Cameroon faces a long wait for results following a weekend presidential election marked by violence in restive anglophone regions, low turnout and difficulties staging the ballot in the conflict-torn north.
Sunday’s ballot followed a last-minute attempt by a weak opposition to unite to dislodge President Paul Biya, one of Africa’s longest-serving rulers who is widely expected to win a seventh term.
By law each polling station must submit its results, after verification by the Elecam electoral commission, to the Constitutional Court which is responsible for announcing the final, official tally within 15 days. “Two weeks! We’ve just finished counting here and I’m already getting news from other polling stations,” complained poll worker Francois, 22, after the ballot finished at one voting centre in Yaounde on Sunday night.
A raft of unofficial results from Cameroon’s almost 25,000 polling stations have already begun to circulate on social media.
Opposition candidates have called on their supporters to oversee the tallying process to prevent any fraud that might favour 85-year-old Biya’s quest for re-election.

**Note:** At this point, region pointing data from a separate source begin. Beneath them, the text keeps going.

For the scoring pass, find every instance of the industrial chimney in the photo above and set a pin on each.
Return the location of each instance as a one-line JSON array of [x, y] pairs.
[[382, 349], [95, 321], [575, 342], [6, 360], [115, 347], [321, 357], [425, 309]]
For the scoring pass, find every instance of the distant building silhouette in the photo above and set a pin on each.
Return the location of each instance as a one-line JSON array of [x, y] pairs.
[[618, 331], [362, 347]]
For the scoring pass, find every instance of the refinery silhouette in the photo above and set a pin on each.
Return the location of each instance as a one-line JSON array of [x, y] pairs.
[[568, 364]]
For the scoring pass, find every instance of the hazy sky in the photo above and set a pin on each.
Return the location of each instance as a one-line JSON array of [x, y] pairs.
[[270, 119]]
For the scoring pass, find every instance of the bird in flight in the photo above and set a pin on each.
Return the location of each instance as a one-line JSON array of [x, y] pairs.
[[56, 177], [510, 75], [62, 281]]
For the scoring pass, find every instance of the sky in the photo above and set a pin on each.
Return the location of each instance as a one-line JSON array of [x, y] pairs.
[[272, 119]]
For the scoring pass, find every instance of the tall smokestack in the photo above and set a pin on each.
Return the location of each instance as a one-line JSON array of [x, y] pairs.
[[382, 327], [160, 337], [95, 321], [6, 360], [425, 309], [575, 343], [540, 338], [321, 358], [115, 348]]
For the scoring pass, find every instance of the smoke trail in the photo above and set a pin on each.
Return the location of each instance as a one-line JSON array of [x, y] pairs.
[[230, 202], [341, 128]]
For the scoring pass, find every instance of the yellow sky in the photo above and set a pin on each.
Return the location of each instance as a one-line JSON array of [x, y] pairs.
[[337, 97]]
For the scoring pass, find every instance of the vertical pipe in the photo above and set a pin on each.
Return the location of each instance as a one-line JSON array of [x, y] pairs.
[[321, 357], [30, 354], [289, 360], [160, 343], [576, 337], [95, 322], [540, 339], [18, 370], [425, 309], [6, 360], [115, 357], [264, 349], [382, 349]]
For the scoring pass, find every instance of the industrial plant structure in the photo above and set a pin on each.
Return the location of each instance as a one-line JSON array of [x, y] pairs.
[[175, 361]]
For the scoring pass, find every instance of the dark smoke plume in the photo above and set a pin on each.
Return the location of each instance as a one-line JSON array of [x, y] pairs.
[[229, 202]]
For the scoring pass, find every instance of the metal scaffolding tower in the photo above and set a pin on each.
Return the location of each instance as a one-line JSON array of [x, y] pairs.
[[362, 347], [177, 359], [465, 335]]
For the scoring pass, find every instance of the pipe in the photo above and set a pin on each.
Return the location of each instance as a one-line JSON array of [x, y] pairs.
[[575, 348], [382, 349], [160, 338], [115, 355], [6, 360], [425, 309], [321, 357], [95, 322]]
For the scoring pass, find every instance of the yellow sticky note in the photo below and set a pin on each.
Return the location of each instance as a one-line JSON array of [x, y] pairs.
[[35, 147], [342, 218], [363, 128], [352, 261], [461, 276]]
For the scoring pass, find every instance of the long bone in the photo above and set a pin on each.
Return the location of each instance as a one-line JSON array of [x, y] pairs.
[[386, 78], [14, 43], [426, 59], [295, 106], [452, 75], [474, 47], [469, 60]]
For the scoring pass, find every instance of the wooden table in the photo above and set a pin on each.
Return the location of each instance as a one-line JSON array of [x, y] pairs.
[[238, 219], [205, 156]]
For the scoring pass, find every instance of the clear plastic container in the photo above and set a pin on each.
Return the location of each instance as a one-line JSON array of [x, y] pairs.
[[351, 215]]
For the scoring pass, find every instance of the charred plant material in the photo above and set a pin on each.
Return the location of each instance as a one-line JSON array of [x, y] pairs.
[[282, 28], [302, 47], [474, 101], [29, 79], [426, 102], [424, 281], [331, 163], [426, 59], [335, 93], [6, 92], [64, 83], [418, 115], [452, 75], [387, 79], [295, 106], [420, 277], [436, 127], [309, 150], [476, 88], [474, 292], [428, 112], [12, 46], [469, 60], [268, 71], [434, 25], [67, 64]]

“Times are tough. Rise up and prepare to defend your victory because there are some unbelievable things going on,” said outsider opposition hopeful, Cabral Libii, who at 38 was the youngest candidate.
Ahead of the polls, in which 6.5 million voters were eligible to cast ballots, one leading opposition candidate Maurice Kamto who was backed at the last minute by another opposition contender, warned he would “not accept any” result tainted by fraud.“Any challenge to the polling process made outside of legal channels will not be tolerated.”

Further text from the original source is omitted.